Acupuncture can help with anxiety, depression, insomnia, neurosis, stress and chronic fatique among others.


In conventional medicine, there is no single treatment for each sufferer as each person has differing symptoms. However, in traditional acupuncture every patient is considered to be unique, and this means that the practitioners will be looking and listening very carefully to everything that the patient says to establish a diagnosis and find the specific keys to unlocking the patterns of the symptoms the patient is suffering. They will aim to identify the imbalances which cause the symptoms of anxiety, not just treat the symptoms themselves. This whole ‘package’ – taking the patient’s individual story seriously and giving them time to tell it, trying to hone precisely the diagnosis, and selecting the optimum way to use the least needles to achieve the greatest effect – has been found to be very effective.

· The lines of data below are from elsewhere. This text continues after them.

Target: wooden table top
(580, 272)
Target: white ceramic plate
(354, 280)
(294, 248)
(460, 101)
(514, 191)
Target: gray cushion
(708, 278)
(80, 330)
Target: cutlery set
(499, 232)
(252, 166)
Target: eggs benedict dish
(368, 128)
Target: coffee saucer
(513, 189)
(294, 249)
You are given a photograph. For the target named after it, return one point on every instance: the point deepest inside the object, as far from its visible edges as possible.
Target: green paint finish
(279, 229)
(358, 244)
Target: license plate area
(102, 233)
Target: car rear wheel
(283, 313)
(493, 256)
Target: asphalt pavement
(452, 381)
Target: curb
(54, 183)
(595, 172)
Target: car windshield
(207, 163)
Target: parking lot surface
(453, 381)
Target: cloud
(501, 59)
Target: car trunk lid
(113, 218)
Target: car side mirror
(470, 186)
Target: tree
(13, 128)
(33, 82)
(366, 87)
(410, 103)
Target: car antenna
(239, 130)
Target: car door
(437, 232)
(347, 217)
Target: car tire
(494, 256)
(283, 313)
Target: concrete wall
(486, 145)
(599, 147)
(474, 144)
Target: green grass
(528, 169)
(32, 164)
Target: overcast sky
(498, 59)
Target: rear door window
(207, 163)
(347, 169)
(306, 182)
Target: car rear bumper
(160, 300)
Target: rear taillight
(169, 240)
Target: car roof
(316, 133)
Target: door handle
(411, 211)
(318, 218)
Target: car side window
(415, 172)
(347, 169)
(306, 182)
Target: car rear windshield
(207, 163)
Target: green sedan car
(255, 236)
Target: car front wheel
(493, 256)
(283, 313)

The theory of traditional acupuncture is very straightforward. The free flow and internal balance of energy (Qi) is seen in eastern medicine as essential for good health. Any prolonged exposure to extremes or intense situations, be they physical, mental, emotional or spiritual, will cause the flow and balance to be affected. This disruption in balance then ripples through the whole system, causing symptoms which sometimes bear little apparent relation to the underlying causes. An acupuncturist makes sense of seemingly unconnected symptoms and understanding the unique nature of someone’s energies in such a way as to restore balance. A treatment plan may simply involve needles and moxibustion, the use of a warming herb, and tui na, a form of traditional Chinese massage, but can extend to address issues in someone’s diet, their exercise patterns and their lifestyle.

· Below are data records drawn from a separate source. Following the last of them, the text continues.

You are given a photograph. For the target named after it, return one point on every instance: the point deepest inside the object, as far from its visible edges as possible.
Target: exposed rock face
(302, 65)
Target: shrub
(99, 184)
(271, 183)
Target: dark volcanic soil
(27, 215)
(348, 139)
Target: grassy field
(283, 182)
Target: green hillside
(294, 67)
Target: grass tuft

People sometimes ask why, if acupuncture is so successful, there isn’t much research to back up its claims and make it more freely available within conventional care. A major reason for this is the unique nature of treatment which resists putting people in pigeon holes and which changes as the person’s balance begins to improve. Both of these confound attempts to organise research according to western models where a named condition receives a single treatment and all other variables are taken out of the equation. In Chinese medicine the variables are called patients.